自社での配送業務を行っておらず、純粋な倉庫内の在庫管理(WMS)のみを必要としている企業にはマッチしません。また、本システムは月額10万円からのランニングコストが発生するため、数台のみの極小規模運用で無料または数千円程度の簡易的な配車アプリだけを探している企業や、既存の紙運用やオンプレミス環境を一切変えずに維持したいという保守的な現場には不向きです。そのような場合は、単機能の安価なツールを検討した方がよいでしょう。

料金・プラン・導入方法

  • 初期費用:60万円〜(税抜)
  • 月間利用料:10万円〜(税抜) ※車両台数40台まで月額10万円。40台を超える場合は1台ごとに月額2,500円の追加料金が発生します。
  • プラン詳細:SaaS(月額課金)モデルです。アカウント数は無制限で、自社仕様へのカスタマイズ費用も月額料金に含まれています。訪問対応が必要な場合は別途実費が発生します。
  • 導入方法:業務ヒアリング、初期設定代行、導入説明会などの初期サポートが提供されます。

導入事例・実績

  • 株式会社朋友:労働基準監督署からの是正勧告をきっかけに労務管理を一気に推進。「ロジックス」導入により、半日(約3時間)がかりだった労務集計作業がわずか10分に短縮されました。業務の標準化によって属人化が解消され、日次で原価の確認が可能になりました。
  • 芳誠流通株式会社:自社でのシステム開発(内製化)に限界を感じ、既存システムからの脱却を図って導入。データによる経営の可視化と物流DXを着実に進めています。
  • コスモ運輸株式会社:紙の配車表を手書きで作成しFAXでやり取りするアナログな現場から、わずか1年でデジタル化による業務変革を遂げました。

導入前に知っておきたいこと

現時点では、各種口コミサイトやSNS等において公開されたユーザーの決定的な不満や課題報告(デメリット)は確認できていません。ただし、システムの性質上、導入にあたって以下の点に留意する必要があります。
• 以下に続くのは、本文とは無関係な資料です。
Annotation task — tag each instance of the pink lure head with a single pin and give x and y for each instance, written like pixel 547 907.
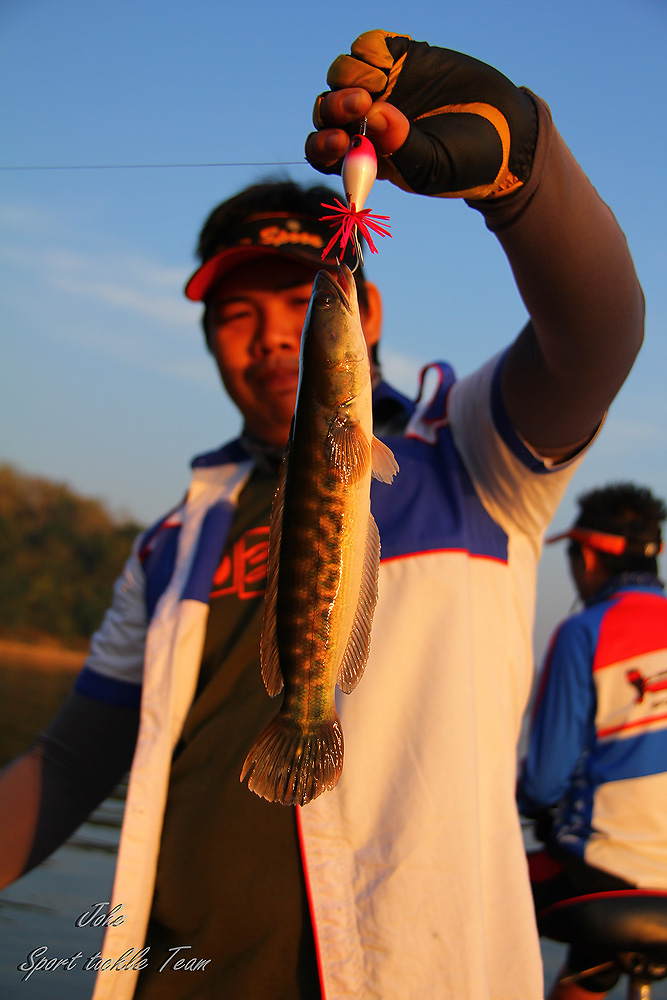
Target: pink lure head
pixel 359 171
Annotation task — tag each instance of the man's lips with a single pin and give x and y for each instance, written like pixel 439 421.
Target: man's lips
pixel 275 375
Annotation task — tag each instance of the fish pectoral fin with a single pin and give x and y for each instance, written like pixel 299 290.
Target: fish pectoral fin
pixel 292 764
pixel 348 449
pixel 359 642
pixel 268 647
pixel 383 463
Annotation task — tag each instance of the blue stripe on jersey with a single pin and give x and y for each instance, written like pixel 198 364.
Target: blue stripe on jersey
pixel 630 757
pixel 158 565
pixel 429 508
pixel 109 690
pixel 216 525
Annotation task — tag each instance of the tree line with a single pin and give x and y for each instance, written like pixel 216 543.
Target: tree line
pixel 59 556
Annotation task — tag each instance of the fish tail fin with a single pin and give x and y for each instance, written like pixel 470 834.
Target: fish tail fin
pixel 292 765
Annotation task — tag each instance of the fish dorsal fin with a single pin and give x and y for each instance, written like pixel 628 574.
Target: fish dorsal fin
pixel 359 643
pixel 383 464
pixel 348 449
pixel 271 672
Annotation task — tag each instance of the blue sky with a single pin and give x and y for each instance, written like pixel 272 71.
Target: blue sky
pixel 105 381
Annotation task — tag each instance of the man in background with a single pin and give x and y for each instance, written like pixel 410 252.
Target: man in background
pixel 597 752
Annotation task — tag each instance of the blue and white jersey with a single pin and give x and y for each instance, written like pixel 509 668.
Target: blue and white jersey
pixel 414 863
pixel 598 743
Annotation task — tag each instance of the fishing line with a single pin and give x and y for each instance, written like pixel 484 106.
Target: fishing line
pixel 162 166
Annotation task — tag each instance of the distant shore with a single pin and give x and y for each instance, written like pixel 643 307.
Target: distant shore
pixel 46 654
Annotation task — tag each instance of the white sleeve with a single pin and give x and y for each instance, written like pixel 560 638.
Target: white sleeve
pixel 117 648
pixel 519 489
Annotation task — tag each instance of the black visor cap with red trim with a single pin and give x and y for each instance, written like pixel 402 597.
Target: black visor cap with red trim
pixel 298 237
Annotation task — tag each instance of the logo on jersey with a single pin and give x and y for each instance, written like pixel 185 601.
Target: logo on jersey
pixel 242 571
pixel 648 685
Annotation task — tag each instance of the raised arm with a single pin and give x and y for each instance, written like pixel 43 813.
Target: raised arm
pixel 447 125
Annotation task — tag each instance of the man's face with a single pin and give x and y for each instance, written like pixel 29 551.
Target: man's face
pixel 255 319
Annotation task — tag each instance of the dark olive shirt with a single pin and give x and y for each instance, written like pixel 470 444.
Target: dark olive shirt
pixel 229 881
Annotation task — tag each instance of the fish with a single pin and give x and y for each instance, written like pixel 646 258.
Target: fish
pixel 324 553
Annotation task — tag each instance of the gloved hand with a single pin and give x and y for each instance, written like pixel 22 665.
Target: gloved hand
pixel 442 122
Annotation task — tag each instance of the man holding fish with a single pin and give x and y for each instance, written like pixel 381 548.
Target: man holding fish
pixel 403 872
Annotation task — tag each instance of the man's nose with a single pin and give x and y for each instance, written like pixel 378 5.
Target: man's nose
pixel 279 328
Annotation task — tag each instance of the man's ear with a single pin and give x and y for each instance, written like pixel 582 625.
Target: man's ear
pixel 371 315
pixel 591 559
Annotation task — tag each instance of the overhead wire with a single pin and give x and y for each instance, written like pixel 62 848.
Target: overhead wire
pixel 156 166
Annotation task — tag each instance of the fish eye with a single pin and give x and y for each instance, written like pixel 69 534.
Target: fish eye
pixel 324 299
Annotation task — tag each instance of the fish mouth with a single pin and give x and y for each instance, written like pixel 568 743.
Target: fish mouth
pixel 341 283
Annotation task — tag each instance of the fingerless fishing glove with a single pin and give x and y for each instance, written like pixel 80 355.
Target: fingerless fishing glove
pixel 472 132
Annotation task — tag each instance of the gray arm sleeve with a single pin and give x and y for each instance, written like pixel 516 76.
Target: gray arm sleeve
pixel 84 752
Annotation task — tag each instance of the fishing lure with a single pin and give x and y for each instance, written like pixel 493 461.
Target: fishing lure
pixel 358 175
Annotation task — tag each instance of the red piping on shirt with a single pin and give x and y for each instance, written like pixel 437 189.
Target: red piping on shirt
pixel 297 810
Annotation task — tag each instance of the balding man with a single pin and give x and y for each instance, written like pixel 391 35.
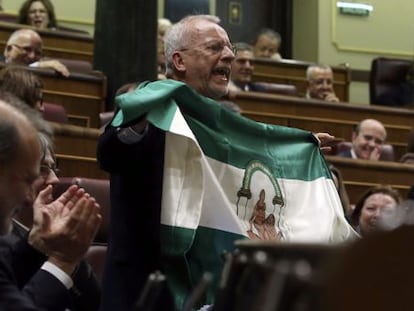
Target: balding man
pixel 367 140
pixel 62 229
pixel 24 47
pixel 320 83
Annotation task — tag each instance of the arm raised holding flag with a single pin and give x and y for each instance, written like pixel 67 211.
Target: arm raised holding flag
pixel 187 172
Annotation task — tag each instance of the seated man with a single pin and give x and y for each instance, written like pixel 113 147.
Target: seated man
pixel 242 69
pixel 267 44
pixel 24 47
pixel 36 270
pixel 367 140
pixel 320 83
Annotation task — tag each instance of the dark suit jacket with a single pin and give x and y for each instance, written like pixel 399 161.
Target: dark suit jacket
pixel 346 154
pixel 42 291
pixel 83 296
pixel 134 236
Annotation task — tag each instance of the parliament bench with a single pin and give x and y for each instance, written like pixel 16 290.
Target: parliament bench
pixel 338 119
pixel 359 175
pixel 82 95
pixel 293 72
pixel 56 44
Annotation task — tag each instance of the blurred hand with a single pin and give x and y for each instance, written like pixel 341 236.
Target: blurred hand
pixel 64 229
pixel 324 140
pixel 331 97
pixel 375 154
pixel 56 65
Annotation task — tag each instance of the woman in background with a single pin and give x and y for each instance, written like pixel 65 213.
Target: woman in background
pixel 377 210
pixel 23 84
pixel 38 13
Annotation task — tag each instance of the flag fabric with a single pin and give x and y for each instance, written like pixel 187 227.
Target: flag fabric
pixel 226 178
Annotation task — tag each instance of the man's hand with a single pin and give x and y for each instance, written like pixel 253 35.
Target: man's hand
pixel 324 140
pixel 64 229
pixel 56 65
pixel 375 154
pixel 331 97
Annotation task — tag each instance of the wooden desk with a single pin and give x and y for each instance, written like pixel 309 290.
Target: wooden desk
pixel 294 72
pixel 56 44
pixel 337 119
pixel 82 95
pixel 360 175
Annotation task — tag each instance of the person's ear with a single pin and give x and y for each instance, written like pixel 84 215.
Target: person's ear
pixel 354 135
pixel 7 50
pixel 178 61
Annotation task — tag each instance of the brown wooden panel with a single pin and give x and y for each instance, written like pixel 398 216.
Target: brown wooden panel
pixel 75 148
pixel 360 175
pixel 75 166
pixel 294 72
pixel 321 116
pixel 56 44
pixel 82 95
pixel 75 140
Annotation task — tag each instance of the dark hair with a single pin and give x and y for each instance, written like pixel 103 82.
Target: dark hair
pixel 21 83
pixel 384 189
pixel 24 12
pixel 410 146
pixel 9 141
pixel 33 115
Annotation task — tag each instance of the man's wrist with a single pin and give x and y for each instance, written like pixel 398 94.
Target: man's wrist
pixel 68 267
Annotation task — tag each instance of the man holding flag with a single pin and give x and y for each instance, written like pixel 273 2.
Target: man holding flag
pixel 189 177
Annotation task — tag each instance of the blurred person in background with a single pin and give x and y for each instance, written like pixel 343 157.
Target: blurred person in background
pixel 38 13
pixel 376 210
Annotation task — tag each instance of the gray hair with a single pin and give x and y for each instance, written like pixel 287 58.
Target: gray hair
pixel 311 68
pixel 243 46
pixel 179 35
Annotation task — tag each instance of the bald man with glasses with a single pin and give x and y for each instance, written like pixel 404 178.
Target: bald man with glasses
pixel 24 47
pixel 367 140
pixel 320 83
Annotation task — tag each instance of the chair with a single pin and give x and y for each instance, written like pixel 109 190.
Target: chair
pixel 55 113
pixel 389 83
pixel 99 189
pixel 387 153
pixel 75 65
pixel 95 256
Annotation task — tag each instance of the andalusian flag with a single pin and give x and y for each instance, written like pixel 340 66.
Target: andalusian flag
pixel 227 177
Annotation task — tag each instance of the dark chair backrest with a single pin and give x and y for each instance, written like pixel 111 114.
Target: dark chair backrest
pixel 95 256
pixel 99 189
pixel 387 153
pixel 277 88
pixel 105 117
pixel 389 83
pixel 55 113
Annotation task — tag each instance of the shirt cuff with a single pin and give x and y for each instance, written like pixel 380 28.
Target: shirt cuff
pixel 128 136
pixel 58 273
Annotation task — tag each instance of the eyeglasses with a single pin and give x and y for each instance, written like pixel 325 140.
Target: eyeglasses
pixel 28 49
pixel 216 47
pixel 45 170
pixel 321 81
pixel 370 138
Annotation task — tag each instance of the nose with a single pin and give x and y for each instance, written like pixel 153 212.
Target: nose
pixel 52 178
pixel 228 54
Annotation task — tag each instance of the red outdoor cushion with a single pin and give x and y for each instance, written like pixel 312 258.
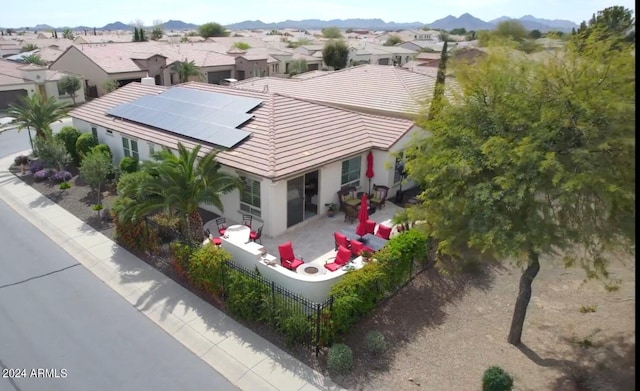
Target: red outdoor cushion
pixel 370 226
pixel 287 258
pixel 384 232
pixel 341 240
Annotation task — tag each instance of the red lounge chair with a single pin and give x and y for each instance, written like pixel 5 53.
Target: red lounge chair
pixel 384 232
pixel 341 240
pixel 256 235
pixel 358 247
pixel 342 258
pixel 370 227
pixel 287 258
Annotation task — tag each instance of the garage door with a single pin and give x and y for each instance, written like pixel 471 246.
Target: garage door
pixel 217 77
pixel 10 98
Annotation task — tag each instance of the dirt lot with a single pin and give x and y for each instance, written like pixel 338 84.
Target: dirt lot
pixel 445 331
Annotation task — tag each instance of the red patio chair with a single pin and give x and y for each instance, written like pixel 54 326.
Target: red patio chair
pixel 342 258
pixel 358 247
pixel 370 227
pixel 384 232
pixel 287 258
pixel 341 240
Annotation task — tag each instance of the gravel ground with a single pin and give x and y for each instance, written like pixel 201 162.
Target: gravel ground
pixel 444 331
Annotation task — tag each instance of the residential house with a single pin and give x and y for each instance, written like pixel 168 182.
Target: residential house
pixel 127 62
pixel 18 80
pixel 293 154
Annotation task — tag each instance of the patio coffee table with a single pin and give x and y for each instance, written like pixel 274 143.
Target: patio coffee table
pixel 369 240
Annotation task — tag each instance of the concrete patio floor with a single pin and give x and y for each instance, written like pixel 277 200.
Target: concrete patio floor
pixel 313 238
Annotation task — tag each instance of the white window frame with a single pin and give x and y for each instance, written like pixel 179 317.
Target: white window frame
pixel 248 197
pixel 352 179
pixel 128 148
pixel 400 157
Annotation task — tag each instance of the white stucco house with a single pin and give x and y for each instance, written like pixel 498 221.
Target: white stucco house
pixel 18 80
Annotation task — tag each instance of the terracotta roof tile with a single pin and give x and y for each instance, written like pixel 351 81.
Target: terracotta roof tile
pixel 288 135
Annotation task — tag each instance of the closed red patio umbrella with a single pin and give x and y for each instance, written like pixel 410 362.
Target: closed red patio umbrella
pixel 363 216
pixel 370 172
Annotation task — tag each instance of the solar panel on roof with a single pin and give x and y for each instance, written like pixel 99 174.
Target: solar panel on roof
pixel 206 116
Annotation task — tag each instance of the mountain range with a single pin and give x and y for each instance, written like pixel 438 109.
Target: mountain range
pixel 466 21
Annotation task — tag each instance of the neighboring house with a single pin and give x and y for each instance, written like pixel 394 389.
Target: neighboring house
pixel 294 156
pixel 18 80
pixel 128 62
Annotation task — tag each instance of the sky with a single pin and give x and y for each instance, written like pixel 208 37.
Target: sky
pixel 28 13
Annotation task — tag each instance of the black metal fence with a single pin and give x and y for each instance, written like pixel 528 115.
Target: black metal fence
pixel 300 319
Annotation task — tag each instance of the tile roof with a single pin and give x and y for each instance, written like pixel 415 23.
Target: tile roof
pixel 289 135
pixel 382 89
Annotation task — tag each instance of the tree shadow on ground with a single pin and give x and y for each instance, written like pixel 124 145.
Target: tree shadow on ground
pixel 602 365
pixel 417 306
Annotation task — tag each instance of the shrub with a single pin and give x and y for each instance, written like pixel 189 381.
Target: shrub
pixel 84 144
pixel 205 268
pixel 41 175
pixel 496 379
pixel 103 148
pixel 129 165
pixel 340 358
pixel 69 136
pixel 375 342
pixel 61 176
pixel 20 160
pixel 36 166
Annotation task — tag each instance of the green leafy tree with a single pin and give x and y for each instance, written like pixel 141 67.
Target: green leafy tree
pixel 458 31
pixel 393 40
pixel 212 30
pixel 53 152
pixel 535 34
pixel 298 66
pixel 187 69
pixel 29 47
pixel 34 59
pixel 95 169
pixel 511 29
pixel 615 22
pixel 84 144
pixel 67 34
pixel 335 54
pixel 110 85
pixel 158 30
pixel 38 113
pixel 70 84
pixel 532 158
pixel 331 33
pixel 177 185
pixel 69 136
  • 運用フローの見直しが必要:業務を一気通貫でデジタル化するため、導入の際は現場の既存ルール(紙やExcel、手書きの配車表など)をシステムに合わせた運用へアップデートする社内調整が必要になります。
  • 継続的なコストの発生:オンプレミス型の買い切りシステムとは異なり、車両台数に応じた月額利用料(最低10万円〜)が継続的に発生します。予算計画にランニングコストを組み込んでおく必要があります。

類似ツールとの違い・選び方

同カテゴリのTMS(輸配送・配車管理)ツールの中には、「配車計画のみ」「請求書発行のみ」「労務管理のみ」と特定の機能に特化しているものも多く存在します。一方「ロジックス」の最大の違いは、受注から配車、請求、労務、そして経営分析(ダッシュボード)までを単一のプラットフォームで完結できる「オールインワンのクラウド型ERP」である点です。また、一般的に高額な追加費用が発生しやすい「帳票フォーマット等の自社仕様カスタマイズ」や「法改正に伴う機能アップデート」が無償(月額料金内)で提供される点も、他社ツールと比較した際の重要な選定ポイントとなります。

よくある質問(FAQ)

無料で試してみることはできますか?
はい、1か月間の無料トライアルが用意されています。実際の画面や操作感を確認した上で本格導入を検討できます。
既存のデジタコとの連携は可能ですか?
可能です。デジタコ(富士通デジタコ ITP-WebMPなど)との連携に対応しており、運行実績や出退勤データを取り込んで労務管理に活用できます。
デジタルツールに不慣れな配車担当者でも使いこなせますか?
直感的な地図操作UIや、ホワイトボードのように視認性の高い配車画面を採用しており、不慣れな方でも配車が組めるよう設計されています。また、導入時の説明会や初期設定代行といったサポート体制も提供されています。